Trump a Cuba: cancello l'accordo

Martedì 29 Novembre 2016
Trump a Cuba: cancello l'accordo
A chi darà retta Donald Trump, agli anticastristi della Florida o agli agricoltori dell'Ohio? La domanda scatta naturale nel vedere il presidente eletto alle prese con la prima rogna internazionale che promette di avere pesanti ricadute interne.
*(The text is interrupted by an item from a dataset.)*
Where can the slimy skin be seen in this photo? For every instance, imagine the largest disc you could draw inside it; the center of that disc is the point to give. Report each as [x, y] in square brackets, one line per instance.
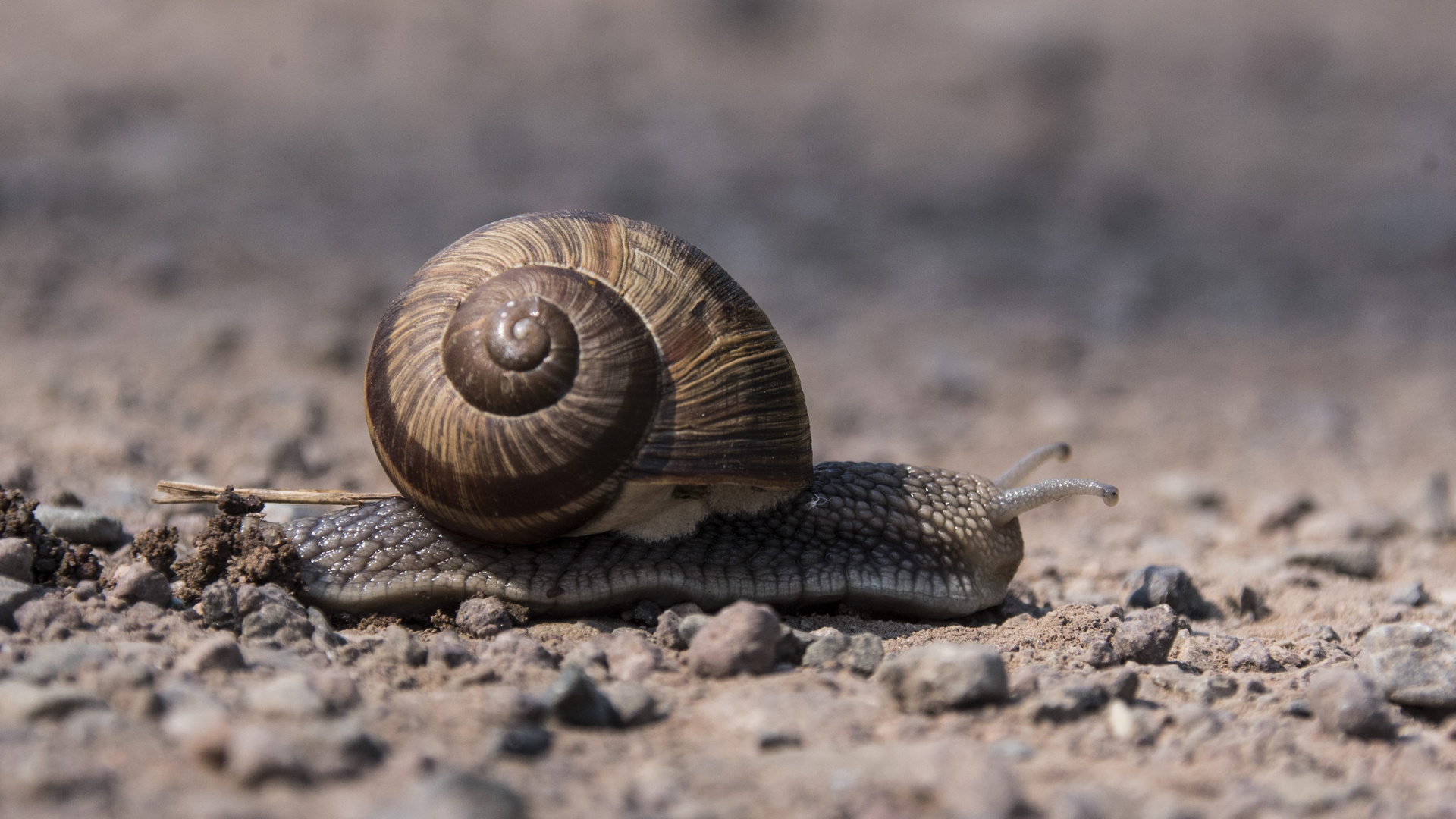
[877, 537]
Negli ultimi tre giorni Trump si è di nuovo affidato ai tweet per comunicare i suoi sentimenti nei confronti di Cuba nell'era post-Fidel.
Gli ultimi sono arrivati ieri mattina ed erano tutti decisamente ostili: Trump prometteva di «porre fine» al disgelo cominciato da Barack Obama due anni fa, «se Cuba non sarà disposta a realizzare un accordo migliore per i cubani, i cubano-americani e gli Stati Uniti nel loro insieme». Il suo stesso capo di Gabinetto, Reince Priebus, il giorno prima aveva offerto una visione più articolata ma non meno severa, spiegando in cosa dovrebbe consistere un accordo migliore, e cioè cambiamenti in settori come la repressione del dissenso, la libertà di religione, la liberazione di prigionieri politici, e la cessazione della repressione.
In poche parole, la strada indicata dall'Amministrazione entrante sembrava quella della intransigenza: o Cuba cambia, o gli accordi saltano. E tuttavia sabato Trump aveva pubblicato una reazione ufficiale che era invece sembrata più possibilista e in cui aveva espresso l'auspicio che la morte del «brutale dittatore» rappresentasse «un punto di svolta dagli orrori del passato verso un futuro in cui lo stupendo popolo cubano poteva finalmente cominciare il suo viaggio verso la prosperità e la libertà».
Proprio nel leggere queste reazioni, gli analisti si chiedevano ieri se Trump voglia davvero abbracciare le posizioni più dure, come gli viene richiesto dall'elettorato cubano anticastrista, o se non darà retta alla potente lobby degli agricoltori, che gli ha dato il voto in vari Stati in bilico, ad esempio il cruciale Ohio, e che non vede l'ora di poter esportare nell'isola la sua produzione.
Trump l'intransigente è chiaramente schierato con le posizioni dei cubani in Florida, che a loro volta sono stati decisivi per la sua vittoria nello Stato del Sole, e difatti ripetutamente durante la campagna elettorale ha promesso di cancellare i decreti presidenziali con cui Barack Obama ha progressivamente portato al disgelo con Cuba nel settore diplomatico, finanziario, culturale, commerciale e turistico. Neanche un mese fa è scattata una di queste iniziative, con la liberalizzazione per i turisti di riportare negli Usa sia sigari che rum cubano.
E proprio ieri sono cominciati i primi voli di linea: la JetBlue da New York e la American Airlines da Miami sono state le prime due a collegare gli Usa a Cuba con voli non più charter, ma con regolari partenze di linea. E' interessante notare che anche qui, come nel settore agricolo, l'interesse del capitale americano non sembra in sintonia con le posizioni severe di Trump: le linee aeree Usa hanno ricevuto il permesso dal Dipartimento dei Trasporti di far partire venti voli al giorno, ma ne hanno già chiesti almeno altri 40. E questo perché il turismo Usa verso l'isola caraibica è aumentato dell'80 per cento in un anno e promette di andare alle stelle.
Dunque non si può escludere che Trump l'intransigente ceda il passo a Trump il pragmatico. Dopotutto lui stesso, imprenditore e costruttore di alberghi e campi da golf, nel passato ha espresso interesse per possibili investimenti a Cuba. La scorsa estate l'agenzia economica Bloomberg rivelò che qualche mese prima Trump aveva spedito nell'isola una squadra di emissari per avviare contatti, e lui in persona aveva detto che gli sarebbe piaciuto costruire un albergo a Cuba «quando sarà legale farlo».